Demain, grâce à ce texte, les refus d'obtempérer seront punis plus sévèrement et la confiscation du véhicule avec lequel l'infraction a été commise sera facilitée. Grâce à ce texte, nous élargissons l'amende forfaitaire délictuelle aux vols simples afin de mieux sanctionner les vols à l'étalage. Grâce à ce texte, nous pourrons mieux lutter contre les rodéos urbains, véritable fléau pour nombre de nos concitoyens. Grâce à ce texte, nous modernisons notre droit : l'usage des drones, des caméras individuelles et des caméras embarquées sera désormais précisément encadré.

Grâce à ce texte, enfin, nous créons un délit spécifique tendant à réprimer plus sévèrement les atteintes commises contre les membres des forces de sécurité intérieure, leurs proches et les agents qui concourent à leurs missions. Cette disposition que nous soutenons pleinement était attendue par les femmes et les hommes qui travaillent au quotidien pour garantir notre sécurité. En commission des lois, nous avons élargi la protection offerte par ce nouveau délit aux agents des douanes et aux sapeurs-pompiers. À ces violences inacceptables, nous apportons une réponse claire.

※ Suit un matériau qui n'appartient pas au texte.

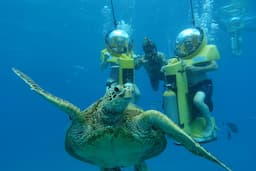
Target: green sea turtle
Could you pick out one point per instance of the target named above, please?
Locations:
(112, 133)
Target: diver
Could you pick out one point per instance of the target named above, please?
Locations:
(119, 57)
(152, 61)
(188, 85)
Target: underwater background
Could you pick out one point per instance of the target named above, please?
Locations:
(58, 43)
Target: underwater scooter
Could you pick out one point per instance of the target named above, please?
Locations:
(176, 102)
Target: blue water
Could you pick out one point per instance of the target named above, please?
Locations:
(58, 44)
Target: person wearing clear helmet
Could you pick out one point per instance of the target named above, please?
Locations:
(119, 58)
(186, 75)
(152, 61)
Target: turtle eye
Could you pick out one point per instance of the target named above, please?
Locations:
(116, 89)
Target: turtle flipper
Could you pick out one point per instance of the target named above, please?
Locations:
(69, 108)
(141, 167)
(153, 118)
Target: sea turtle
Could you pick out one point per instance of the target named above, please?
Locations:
(112, 133)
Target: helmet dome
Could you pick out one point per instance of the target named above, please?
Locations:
(118, 41)
(189, 41)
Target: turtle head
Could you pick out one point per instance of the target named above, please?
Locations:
(117, 98)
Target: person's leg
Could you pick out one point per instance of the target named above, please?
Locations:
(198, 101)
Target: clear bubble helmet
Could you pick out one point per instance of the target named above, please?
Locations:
(118, 41)
(189, 42)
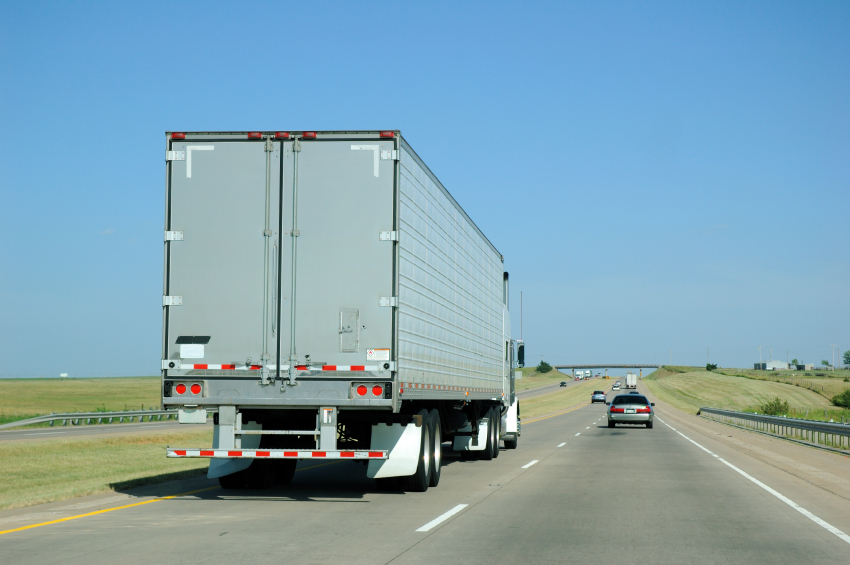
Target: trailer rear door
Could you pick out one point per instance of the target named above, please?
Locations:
(222, 196)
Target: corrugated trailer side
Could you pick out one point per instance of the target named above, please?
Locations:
(450, 293)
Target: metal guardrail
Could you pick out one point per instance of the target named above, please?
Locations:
(86, 418)
(829, 434)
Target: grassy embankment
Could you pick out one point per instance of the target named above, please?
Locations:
(48, 470)
(27, 398)
(689, 388)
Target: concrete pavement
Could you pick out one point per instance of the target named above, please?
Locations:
(574, 491)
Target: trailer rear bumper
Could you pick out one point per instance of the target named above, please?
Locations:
(276, 454)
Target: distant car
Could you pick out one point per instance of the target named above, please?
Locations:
(630, 409)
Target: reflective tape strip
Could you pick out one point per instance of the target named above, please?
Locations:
(275, 454)
(208, 366)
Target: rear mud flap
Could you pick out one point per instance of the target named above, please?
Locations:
(403, 443)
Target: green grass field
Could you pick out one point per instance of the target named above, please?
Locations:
(34, 472)
(25, 398)
(689, 388)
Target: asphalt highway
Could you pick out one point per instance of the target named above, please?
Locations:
(573, 491)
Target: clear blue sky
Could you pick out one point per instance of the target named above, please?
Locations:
(659, 176)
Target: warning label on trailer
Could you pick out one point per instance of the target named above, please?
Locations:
(377, 354)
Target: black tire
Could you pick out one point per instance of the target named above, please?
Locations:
(487, 454)
(436, 448)
(234, 481)
(497, 430)
(419, 481)
(284, 471)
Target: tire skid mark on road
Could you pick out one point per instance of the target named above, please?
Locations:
(820, 522)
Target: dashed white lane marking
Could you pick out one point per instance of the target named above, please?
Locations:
(822, 523)
(442, 518)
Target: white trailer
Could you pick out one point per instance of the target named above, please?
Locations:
(327, 296)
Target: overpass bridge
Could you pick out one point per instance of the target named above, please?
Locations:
(640, 366)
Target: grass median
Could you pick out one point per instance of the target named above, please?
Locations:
(26, 398)
(691, 388)
(34, 472)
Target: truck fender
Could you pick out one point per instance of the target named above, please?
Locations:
(403, 443)
(465, 443)
(223, 467)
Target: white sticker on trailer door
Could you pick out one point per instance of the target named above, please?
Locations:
(377, 354)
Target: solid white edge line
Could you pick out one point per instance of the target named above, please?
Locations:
(442, 518)
(822, 523)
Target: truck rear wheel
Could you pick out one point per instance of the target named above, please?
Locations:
(436, 448)
(419, 481)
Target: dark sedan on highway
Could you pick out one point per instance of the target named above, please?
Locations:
(630, 409)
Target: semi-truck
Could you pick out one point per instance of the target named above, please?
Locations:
(325, 297)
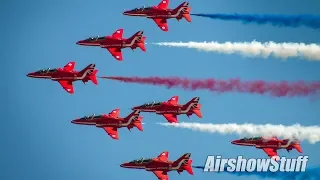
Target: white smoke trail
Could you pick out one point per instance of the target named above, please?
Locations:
(254, 48)
(309, 133)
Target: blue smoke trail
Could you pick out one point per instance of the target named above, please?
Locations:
(309, 174)
(310, 21)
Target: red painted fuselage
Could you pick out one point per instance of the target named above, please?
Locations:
(116, 42)
(161, 13)
(270, 145)
(160, 165)
(171, 109)
(67, 75)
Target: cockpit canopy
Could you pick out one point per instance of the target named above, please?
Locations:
(142, 160)
(153, 103)
(93, 116)
(252, 138)
(142, 8)
(95, 38)
(48, 70)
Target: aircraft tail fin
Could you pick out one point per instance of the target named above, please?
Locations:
(184, 163)
(184, 10)
(293, 143)
(188, 167)
(93, 77)
(193, 107)
(133, 116)
(87, 70)
(141, 44)
(297, 147)
(138, 123)
(139, 40)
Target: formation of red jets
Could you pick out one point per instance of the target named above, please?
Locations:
(170, 109)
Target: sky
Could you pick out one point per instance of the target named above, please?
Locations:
(38, 139)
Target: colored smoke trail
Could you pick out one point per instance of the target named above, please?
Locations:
(278, 89)
(310, 173)
(308, 133)
(310, 21)
(254, 48)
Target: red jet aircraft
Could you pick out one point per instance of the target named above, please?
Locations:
(161, 13)
(269, 145)
(66, 75)
(111, 122)
(160, 165)
(116, 42)
(171, 108)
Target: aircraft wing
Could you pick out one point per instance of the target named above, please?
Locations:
(161, 175)
(118, 34)
(164, 4)
(162, 23)
(174, 100)
(116, 53)
(67, 85)
(112, 132)
(163, 156)
(270, 152)
(114, 113)
(171, 118)
(69, 66)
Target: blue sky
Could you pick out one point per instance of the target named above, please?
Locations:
(39, 141)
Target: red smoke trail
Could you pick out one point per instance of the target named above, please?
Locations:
(278, 89)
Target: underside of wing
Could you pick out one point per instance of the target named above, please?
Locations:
(171, 118)
(270, 152)
(164, 4)
(161, 175)
(116, 53)
(69, 66)
(162, 23)
(112, 132)
(118, 34)
(174, 100)
(163, 156)
(67, 85)
(114, 113)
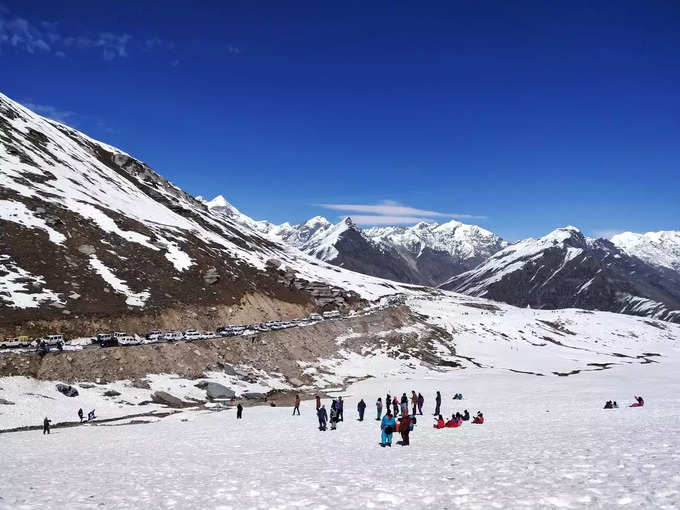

L'étude d'impact annexée au projet de loi indique que 5 000 personnes environ sont condamnées chaque année pour des violences correctionnelles commises sur personne dépositaire de l'autorité publique. Néanmoins, les peines effectivement prononcées sont loin des peines maximales prévues par les textes. Sur 181 condamnations, une peine d'emprisonnement ferme a été prononcée dans 75 % des cas, mais le quantum moyen a été seulement de 14,5 mois sur 84 mois possibles. Nous espérons que la création de ce délit aura l'effet escompté, à savoir mieux protéger ceux qui nous protègent. Nous y veillerons.

Le groupe Agir ensemble, satisfait de l'accord trouvé par la commission mixte paritaire, votera en faveur de ce texte et vous soutient, monsieur le garde des sceaux, dans vos différentes démarches.